Metro Weekly

Hawaii Supreme Court hears same-sex parenting dispute over child support

Non-biological mother is asking the court not to recognize her parental rights

Hawaii Supreme Court – Photo: InSapphoWeTrust, via Wikimedia.

On Thursday, the Supreme Court of Hawaii heard oral arguments in the case of C.C. v. D.D., a case involving a custody dispute between ex-partners that threatens to undermine the Supreme Court’s decision legalizing marriage equality.

The case involves a lesbian couple, C.C. and D.D., who were married in 2013 and talked about raising a family together.

After D.D. became pregnant in 2015 through artificial insemination using an anonymous sperm donor, the couple’s marriage fell apart. C.C. then sought a court ruling that would exempt her from being recognized as the child’s legal parent and having to pay child support.

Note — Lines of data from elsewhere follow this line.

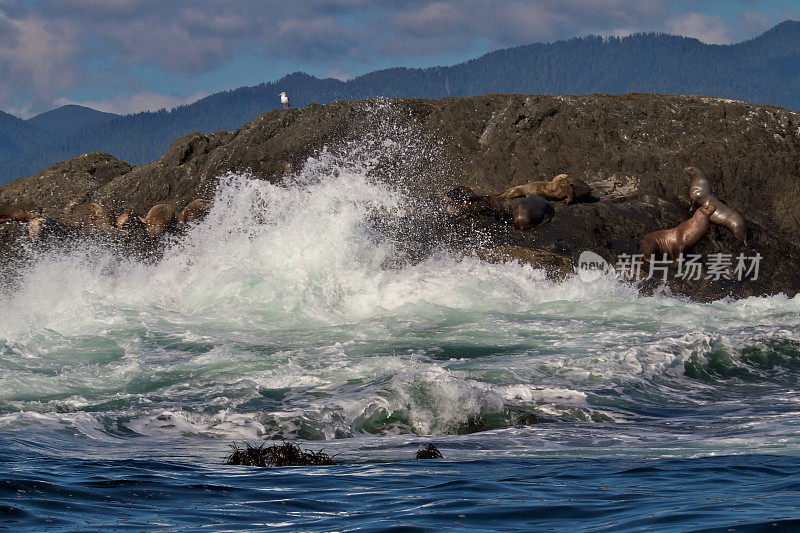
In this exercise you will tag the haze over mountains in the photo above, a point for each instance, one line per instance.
(763, 70)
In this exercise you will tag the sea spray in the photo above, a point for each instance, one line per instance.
(295, 309)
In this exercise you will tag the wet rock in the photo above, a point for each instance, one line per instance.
(630, 150)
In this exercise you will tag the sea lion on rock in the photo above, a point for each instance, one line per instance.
(557, 189)
(12, 213)
(529, 211)
(101, 218)
(700, 195)
(43, 228)
(580, 189)
(196, 210)
(159, 218)
(681, 238)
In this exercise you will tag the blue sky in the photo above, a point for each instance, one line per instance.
(130, 55)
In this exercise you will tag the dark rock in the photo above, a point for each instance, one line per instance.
(286, 454)
(630, 150)
(429, 452)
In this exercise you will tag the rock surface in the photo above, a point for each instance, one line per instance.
(631, 149)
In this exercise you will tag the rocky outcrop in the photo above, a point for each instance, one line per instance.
(631, 149)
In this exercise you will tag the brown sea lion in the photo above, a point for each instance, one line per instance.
(129, 222)
(529, 211)
(557, 189)
(700, 195)
(12, 213)
(580, 189)
(159, 218)
(677, 240)
(101, 218)
(523, 212)
(196, 210)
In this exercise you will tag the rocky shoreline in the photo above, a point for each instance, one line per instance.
(630, 149)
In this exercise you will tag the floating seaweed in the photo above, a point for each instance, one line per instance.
(429, 452)
(286, 454)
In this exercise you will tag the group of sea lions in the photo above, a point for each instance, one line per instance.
(524, 205)
(682, 238)
(102, 219)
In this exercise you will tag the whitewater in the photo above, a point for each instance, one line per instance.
(295, 311)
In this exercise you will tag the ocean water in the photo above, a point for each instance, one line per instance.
(295, 312)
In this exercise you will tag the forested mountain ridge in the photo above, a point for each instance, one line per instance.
(763, 70)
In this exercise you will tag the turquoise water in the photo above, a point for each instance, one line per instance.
(557, 405)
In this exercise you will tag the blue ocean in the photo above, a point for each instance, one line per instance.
(289, 315)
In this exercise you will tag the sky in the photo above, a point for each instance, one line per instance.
(124, 56)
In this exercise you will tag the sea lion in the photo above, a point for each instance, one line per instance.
(12, 213)
(557, 189)
(195, 210)
(700, 195)
(101, 218)
(158, 219)
(681, 238)
(529, 211)
(580, 189)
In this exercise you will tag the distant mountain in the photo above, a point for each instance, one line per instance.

But a lower court held that C.C. was a legal parent and was required to pay child support, even though she has no biological ties to the child.

The court found that Hawaii’s marital presumption of parentage law — where a non-biological partner married to a biological parent is recognized, for legal purposes, as a parent of the children they raise together — applies to same-sex couples just as much as it does for opposite-sex couples.

C.C. then appealed the lower court’s decision to the Intermediate Court of Appeals of the State of Hawaii before requesting that the case be transferred to the state Supreme Court.

Both Lambda Legal, which is representing D.D., and the state of Hawaii have filed legal briefs with the court arguing that the justices should uphold the lower court’s decision recognizing C.C.’s parental rights and responsibilities.

“Equal rights come with equal responsibilities,” Peter Renn, a senior attorney for Lambda Legal, said in a statement. “Like other married couples, same-sex spouses can walk away from each other, but not from their obligations to their children. 

“Obergefell, the ruling that made marriage equality the law of the land, guarantees marriage on equal terms for same-sex couples and their children,” Renn added. “Families are formed in different ways but the same rule applies: when a married couple decides to bring a child into this world, that child has two legal parents, regardless of their gender. A non-biological parent can’t invoke biology as a shield to evade parental responsibilities, just as a biological parent can’t wield biology as a sword to cut off a non-biological parent’s rights.”

If the Hawaii Supreme Court rules in favor of C.C., it would constitute a direct challenge to two Supreme Court decisions: the Obergefell decision legalizing marriage equality, and the Pavan v. Smith decision finding that states had to list both same-sex spouses on a child’s birth certificate. In both of those cases, the U.S. Supreme Court found that the same rights and responsibilities extended to heterosexual couples have to be extended to couples in same-sex relationships.

“As the U.S. Supreme Court recently made clear, there is no skim-milk marriage; marriage is marriage — for everyone,” Renn said.